A *fair* reputation-based system must attempt to provide an adequate
balance between these concerns through active harm reduction in its
design:

- The harm to the **data subject** from misleading annotations can be
  reduced by blinding the identity of the data subject.
- The harm to the **data publisher** from misleading annotations can
  also be reduced by blinding the identity of the data subject.
- The harm to the **data consumer** from misleading annotations can be
  reduced by allowing them to consume annotations from multiple sources.
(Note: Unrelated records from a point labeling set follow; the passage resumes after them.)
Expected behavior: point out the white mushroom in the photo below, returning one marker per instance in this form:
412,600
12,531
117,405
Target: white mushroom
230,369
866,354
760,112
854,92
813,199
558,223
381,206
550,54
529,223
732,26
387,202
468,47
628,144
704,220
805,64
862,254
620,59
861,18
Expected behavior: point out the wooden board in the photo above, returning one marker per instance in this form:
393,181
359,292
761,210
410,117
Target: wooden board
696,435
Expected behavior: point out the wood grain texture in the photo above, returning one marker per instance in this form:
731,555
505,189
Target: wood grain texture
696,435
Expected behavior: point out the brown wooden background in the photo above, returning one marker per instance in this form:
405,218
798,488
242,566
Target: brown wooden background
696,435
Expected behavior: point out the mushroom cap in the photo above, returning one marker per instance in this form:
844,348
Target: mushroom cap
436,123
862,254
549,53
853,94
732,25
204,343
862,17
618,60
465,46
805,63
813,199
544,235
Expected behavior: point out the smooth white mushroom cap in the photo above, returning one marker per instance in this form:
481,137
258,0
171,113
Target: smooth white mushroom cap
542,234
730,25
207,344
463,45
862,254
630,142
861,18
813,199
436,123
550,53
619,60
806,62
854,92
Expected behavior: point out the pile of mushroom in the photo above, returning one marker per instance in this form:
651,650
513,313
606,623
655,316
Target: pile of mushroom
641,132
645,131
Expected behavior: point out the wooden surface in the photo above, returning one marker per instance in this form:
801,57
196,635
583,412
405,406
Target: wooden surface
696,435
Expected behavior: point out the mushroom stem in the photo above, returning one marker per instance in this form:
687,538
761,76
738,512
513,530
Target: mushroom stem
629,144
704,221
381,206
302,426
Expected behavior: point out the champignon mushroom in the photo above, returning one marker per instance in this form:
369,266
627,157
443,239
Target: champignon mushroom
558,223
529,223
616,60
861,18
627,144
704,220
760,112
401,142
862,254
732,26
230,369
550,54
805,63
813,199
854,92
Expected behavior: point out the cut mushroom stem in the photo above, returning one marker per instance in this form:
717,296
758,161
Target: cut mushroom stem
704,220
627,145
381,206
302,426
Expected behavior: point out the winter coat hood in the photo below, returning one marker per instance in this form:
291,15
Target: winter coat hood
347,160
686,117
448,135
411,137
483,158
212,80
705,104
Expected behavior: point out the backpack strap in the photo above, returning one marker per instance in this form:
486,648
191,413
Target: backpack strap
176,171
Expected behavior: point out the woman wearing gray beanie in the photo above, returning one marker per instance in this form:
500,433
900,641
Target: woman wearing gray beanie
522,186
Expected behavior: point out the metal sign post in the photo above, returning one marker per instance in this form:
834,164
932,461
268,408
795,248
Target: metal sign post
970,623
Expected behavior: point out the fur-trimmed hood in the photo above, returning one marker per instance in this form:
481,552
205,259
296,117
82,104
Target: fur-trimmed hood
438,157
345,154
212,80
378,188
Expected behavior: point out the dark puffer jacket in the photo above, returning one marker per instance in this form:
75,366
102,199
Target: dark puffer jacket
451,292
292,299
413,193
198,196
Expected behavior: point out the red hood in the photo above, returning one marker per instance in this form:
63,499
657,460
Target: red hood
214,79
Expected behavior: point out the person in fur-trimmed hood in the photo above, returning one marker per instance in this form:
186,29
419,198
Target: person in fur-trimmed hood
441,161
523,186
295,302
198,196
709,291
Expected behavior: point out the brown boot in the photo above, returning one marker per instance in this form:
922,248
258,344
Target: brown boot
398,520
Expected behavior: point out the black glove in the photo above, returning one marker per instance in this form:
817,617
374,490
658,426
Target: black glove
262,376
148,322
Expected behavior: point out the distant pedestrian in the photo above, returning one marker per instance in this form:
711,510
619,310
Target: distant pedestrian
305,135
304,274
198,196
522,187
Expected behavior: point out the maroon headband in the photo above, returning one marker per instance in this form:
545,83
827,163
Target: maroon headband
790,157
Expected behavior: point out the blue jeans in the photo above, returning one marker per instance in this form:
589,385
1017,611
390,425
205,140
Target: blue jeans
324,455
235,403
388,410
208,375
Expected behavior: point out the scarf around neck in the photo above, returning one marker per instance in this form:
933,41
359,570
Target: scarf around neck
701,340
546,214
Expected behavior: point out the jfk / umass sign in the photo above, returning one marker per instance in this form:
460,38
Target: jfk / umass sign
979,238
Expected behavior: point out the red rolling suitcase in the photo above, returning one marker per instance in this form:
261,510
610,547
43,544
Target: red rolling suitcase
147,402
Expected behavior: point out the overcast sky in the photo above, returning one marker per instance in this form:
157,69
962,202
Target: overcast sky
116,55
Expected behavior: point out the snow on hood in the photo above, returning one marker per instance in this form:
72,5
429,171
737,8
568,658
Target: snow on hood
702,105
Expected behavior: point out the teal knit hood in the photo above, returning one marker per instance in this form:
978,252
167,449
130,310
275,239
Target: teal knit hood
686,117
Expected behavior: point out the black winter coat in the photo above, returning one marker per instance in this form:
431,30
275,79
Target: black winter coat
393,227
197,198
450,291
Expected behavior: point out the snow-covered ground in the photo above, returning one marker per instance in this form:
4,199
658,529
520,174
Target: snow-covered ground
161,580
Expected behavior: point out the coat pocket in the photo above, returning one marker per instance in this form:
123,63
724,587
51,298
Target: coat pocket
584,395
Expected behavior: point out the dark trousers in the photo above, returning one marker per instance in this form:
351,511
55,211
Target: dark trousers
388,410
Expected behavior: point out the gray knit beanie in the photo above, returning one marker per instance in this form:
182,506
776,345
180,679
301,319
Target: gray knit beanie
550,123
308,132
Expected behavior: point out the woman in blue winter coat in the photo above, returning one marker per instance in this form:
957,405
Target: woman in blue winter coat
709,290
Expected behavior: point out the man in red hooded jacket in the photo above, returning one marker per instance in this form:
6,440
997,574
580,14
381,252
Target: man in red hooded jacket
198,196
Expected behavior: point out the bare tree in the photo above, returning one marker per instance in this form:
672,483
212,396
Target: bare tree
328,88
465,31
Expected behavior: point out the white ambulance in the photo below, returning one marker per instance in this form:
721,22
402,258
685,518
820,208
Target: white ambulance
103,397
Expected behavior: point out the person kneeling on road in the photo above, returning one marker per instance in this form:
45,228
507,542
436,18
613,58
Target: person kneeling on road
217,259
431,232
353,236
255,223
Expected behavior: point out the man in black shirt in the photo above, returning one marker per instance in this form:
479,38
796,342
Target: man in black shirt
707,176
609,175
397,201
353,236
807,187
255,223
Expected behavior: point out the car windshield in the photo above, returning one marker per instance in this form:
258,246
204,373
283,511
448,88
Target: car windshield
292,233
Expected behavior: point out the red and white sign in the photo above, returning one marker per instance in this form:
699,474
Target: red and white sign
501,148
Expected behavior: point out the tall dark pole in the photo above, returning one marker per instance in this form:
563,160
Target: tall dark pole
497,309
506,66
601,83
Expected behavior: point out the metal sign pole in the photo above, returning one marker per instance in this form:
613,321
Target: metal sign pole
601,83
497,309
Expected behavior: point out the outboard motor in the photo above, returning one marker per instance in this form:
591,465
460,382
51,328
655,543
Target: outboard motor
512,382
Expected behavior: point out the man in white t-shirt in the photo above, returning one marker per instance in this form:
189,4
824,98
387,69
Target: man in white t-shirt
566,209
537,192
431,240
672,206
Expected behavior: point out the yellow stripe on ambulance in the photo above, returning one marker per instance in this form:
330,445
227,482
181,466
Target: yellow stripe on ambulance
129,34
## Shinigami Eyes, or how designing for fairness can be difficult

The [Shinigami Eyes][se] browser extension was designed to help people
establish trust in various web resources using a reputation-based system.
In general, the author attempted to make thoughtful choices to ensure
the system was reasonably fair in its design.
However the system has [a number of flaws, both technical and social][er],
which highlight how building systems of trust requires a detailed
understanding concerning how the underlying primitives interact and
the consequences of those interactions.

   [se]: https://shinigami-eyes.github.io/
   [er]: https://eyereaper.evelyn.moe/

### Shinigami Eyes and Blinding

As already noted, a *fair* reputation-based system must blind the identity
of the data subject to protect both the data subject and data publisher.
The approach used by Shinigami Eyes was to use a bloom filter constructed
with a 32-bit [`FNV-1a` hash][fnv].

   [fnv]: http://www.isthe.com/chongo/tech/comp/fnv/index.html

The FNV family of hashes are a non-cryptographic family of hashes, which
provide scalability up to 1024 bits, which works by performing an XOR of
the current byte's value against the current hash value, then multiplying
that value by the designated FNV prime.
There is an alternate set of FNV hashes which swaps the XOR and
multiplication steps, which is the variant used by Shinigami Eyes.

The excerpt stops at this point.